- Genre: Reality
- Starring: Lil' Kim Hillary Weston Latisha 'Lala' Crosby Kirk Fraser
- Opening theme: "Whoa" and “The Games In Trouble” (both performed by Lil' Kim, latter is unreleased.)
- Country of origin: United States
- No. of seasons: 1
- No. of episodes: 6

Production
- Running time: 30 minutes (with commercials)

Original release
- Network: BET
- Release: March 9 – April 20, 2006

= Lil' Kim: Countdown to Lockdown =

Lil' Kim: Countdown to Lockdown is a reality television series which premiered on March 9, 2006 on BET. The 6-part show followed Lil' Kim's last 14 days of freedom before she entered the Federal Detention Center in Philadelphia, Pennsylvania for a 366-day sentence.

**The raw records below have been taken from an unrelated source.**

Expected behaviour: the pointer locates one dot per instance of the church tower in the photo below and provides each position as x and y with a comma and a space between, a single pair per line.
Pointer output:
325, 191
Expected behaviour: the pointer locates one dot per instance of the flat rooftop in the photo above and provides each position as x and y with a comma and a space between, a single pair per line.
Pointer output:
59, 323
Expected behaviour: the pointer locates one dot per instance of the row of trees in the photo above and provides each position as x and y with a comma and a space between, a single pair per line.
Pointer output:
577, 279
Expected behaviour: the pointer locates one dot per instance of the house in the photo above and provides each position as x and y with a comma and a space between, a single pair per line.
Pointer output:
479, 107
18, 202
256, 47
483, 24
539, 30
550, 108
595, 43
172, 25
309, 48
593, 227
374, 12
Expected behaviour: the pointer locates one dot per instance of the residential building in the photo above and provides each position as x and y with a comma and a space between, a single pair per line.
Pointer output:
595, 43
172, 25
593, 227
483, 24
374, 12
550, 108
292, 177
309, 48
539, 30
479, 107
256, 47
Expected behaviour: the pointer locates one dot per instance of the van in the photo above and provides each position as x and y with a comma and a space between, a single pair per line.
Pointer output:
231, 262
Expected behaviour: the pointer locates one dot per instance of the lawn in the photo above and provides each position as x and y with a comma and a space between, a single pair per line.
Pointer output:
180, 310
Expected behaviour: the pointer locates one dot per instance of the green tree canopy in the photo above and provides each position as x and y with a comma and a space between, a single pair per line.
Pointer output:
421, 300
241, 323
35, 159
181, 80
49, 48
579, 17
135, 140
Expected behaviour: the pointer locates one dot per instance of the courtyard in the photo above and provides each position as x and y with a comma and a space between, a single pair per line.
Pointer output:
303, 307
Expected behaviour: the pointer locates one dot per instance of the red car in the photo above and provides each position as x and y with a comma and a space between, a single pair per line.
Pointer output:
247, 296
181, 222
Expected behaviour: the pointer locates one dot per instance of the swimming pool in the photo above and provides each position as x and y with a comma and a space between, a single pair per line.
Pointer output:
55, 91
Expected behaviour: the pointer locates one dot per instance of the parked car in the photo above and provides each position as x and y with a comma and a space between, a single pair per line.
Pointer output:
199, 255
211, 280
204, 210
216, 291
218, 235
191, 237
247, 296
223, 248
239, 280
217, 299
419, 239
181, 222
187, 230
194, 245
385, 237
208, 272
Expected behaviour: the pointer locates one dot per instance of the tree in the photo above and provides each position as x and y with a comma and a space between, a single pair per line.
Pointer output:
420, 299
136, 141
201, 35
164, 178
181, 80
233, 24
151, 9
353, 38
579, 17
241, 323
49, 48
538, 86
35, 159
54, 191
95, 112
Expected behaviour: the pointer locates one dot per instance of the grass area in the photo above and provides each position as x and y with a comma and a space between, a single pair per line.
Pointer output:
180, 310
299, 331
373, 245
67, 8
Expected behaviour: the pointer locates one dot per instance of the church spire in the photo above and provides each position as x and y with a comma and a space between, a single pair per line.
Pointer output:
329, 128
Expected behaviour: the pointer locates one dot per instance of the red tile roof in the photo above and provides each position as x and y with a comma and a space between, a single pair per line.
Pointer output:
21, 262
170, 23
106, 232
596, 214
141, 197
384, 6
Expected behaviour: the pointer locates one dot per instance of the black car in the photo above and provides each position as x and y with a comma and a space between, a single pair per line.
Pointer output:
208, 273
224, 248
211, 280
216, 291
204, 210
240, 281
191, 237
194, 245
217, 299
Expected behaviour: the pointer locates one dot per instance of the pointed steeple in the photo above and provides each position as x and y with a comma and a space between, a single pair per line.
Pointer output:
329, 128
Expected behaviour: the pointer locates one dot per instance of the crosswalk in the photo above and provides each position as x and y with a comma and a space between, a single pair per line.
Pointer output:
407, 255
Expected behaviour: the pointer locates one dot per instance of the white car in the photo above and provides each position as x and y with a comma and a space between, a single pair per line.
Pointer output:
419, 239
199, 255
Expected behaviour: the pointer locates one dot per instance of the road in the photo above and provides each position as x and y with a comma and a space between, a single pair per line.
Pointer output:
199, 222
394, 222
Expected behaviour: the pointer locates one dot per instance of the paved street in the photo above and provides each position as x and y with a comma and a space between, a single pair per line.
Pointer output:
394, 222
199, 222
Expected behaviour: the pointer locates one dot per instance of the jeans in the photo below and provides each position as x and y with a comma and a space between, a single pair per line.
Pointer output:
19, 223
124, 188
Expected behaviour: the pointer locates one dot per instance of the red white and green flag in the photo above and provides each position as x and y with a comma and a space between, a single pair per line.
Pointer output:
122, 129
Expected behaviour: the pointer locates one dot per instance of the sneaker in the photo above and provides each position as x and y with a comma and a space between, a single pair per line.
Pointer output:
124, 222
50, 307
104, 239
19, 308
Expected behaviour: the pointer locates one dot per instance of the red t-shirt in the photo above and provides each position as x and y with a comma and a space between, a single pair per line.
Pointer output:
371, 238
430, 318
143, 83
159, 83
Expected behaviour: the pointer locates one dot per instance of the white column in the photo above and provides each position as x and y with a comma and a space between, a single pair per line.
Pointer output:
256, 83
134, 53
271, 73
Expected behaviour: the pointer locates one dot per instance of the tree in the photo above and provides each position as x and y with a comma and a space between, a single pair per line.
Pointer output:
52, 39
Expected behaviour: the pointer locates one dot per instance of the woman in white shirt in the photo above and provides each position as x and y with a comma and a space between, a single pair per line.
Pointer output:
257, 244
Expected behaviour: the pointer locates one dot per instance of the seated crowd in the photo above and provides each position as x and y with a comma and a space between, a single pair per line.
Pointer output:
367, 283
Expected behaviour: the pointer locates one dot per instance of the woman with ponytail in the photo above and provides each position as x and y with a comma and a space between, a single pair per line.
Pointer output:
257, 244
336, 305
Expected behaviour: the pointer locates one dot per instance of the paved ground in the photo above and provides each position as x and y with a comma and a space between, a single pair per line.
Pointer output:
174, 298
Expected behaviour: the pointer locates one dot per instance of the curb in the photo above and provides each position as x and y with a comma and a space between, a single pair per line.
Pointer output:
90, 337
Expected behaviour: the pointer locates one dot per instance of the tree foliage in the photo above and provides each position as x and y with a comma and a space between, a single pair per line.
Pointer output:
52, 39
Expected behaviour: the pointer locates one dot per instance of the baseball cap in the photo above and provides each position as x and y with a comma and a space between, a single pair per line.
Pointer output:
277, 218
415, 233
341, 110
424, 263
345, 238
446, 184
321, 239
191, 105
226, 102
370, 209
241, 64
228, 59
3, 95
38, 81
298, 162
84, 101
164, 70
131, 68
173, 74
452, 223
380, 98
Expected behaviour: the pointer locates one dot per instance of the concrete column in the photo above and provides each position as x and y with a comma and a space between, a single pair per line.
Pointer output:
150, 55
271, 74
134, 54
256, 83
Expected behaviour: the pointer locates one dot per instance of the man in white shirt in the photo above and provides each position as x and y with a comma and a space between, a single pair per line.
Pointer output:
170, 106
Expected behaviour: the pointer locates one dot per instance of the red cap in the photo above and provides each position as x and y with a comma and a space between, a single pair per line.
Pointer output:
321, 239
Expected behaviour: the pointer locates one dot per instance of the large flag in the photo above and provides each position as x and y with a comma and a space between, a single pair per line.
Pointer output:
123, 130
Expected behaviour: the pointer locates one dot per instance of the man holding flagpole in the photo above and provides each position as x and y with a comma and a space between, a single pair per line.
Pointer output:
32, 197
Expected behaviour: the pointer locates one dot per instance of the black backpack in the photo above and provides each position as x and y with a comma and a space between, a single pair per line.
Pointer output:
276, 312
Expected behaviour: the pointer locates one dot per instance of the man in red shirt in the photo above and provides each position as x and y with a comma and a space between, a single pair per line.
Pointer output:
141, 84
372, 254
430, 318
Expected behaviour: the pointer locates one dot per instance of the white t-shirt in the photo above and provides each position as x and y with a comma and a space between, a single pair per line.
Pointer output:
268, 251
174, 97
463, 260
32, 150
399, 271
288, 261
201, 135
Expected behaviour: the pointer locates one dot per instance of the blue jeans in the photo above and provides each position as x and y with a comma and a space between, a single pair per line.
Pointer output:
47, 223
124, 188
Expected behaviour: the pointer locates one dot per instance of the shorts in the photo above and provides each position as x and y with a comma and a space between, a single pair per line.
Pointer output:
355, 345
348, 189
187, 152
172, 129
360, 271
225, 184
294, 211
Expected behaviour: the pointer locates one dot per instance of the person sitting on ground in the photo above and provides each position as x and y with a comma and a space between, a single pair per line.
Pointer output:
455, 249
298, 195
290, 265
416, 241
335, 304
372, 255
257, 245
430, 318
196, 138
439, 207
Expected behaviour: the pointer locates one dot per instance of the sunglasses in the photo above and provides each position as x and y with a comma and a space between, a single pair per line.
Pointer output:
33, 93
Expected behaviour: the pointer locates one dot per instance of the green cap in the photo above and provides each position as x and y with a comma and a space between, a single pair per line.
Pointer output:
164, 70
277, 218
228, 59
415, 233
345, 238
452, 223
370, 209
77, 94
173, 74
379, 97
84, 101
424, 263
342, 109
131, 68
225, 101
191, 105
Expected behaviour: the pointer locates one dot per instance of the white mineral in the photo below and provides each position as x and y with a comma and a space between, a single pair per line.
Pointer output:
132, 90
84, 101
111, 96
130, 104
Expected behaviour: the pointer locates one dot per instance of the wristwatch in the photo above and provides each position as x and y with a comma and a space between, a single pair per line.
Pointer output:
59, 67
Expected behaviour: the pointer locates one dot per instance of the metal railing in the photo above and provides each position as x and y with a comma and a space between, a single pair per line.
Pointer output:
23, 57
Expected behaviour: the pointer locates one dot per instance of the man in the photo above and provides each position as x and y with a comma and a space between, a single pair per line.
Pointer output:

The series never got an official DVD release. It was however released on iTunes in late 2006. It has since been taken down for unknown reasons.

== Cast members ==
- Lil' Kim
- Hillary Weston - Kim's manager
- Kirk Fraser - Video director
- Nate Bassett - Kim's personal assistant
- Latisha 'Lala' Crosby - Kim's cousin/personal assistant
- Gene Nelson - A&R executive for Queen Bee Records
- L. Londell McMillan - Kim's attorney
- Tracy Nguyen - Kim's publicist

== Production and broadcast ==
The original title for the television series was "Lil' Kim Goes to the Big House" and was produced by Queen Bee Productions and Tracey Edmonds of Edmonds Entertainment. The show was filmed in September 2005. Edmonds stated in the Daily Variety that several networks have expressed interest. BET picked the series up and re-titled the show "Countdown To Lockdown".

Almost six months after Lil' Kim's incarceration, the show premiered on BET on March 9, 2006 and, at the time, was the most watched series debut in BET's 25 year-history with 1.9 million viewers nationwide. It was also the highest rated cable original series among black viewers
that year. Filming for the second series began shortly after Lil' Kim was released from prison but for unknown reasons, the project was cancelled.

== Promotion ==
On March 8, 2006, the entire cast (with the exception of Lil' Kim) appeared on The Tyra Banks Show and discussed the show before its BET premiere.

== Episodes ==

| No. | Title | Original release date |
| 1 | "Lighters Up" | March 9, 2006 |
Viewers are informed about Kim's upcoming prison stay and how it came to be. Kim hates her new video, "Lighter's Up".
| 2 | "Moe & La La" | March 16, 2006 |
Kim gets approval to re-shoot her "Lighter's Up" video. Her reality show director, Kirk Fraser, is chosen as director.
| 3 | "Video Re-Shoot Drama" | March 30, 2006 |
Kim re-shoots "Lighter's Up" and still hates the new footage. The "Whoa" video is shot.
| 4 | "Fashion Week" | April 6, 2006 |
Kim and crew prepare for an exclusive Marc Jacobs fashion show in her honor.
| 5 | "Murphy's Law" | April 13, 2006 |
Kim says goodbye to her loved ones at an emotional farewell dinner the night before she turns herself in to federal prison.
| 6 | "Farewell" | April 20, 2006 |
Kim embarks on her journey to Philadelphia in an RV with family and friends. She turns herself in to start her sentence.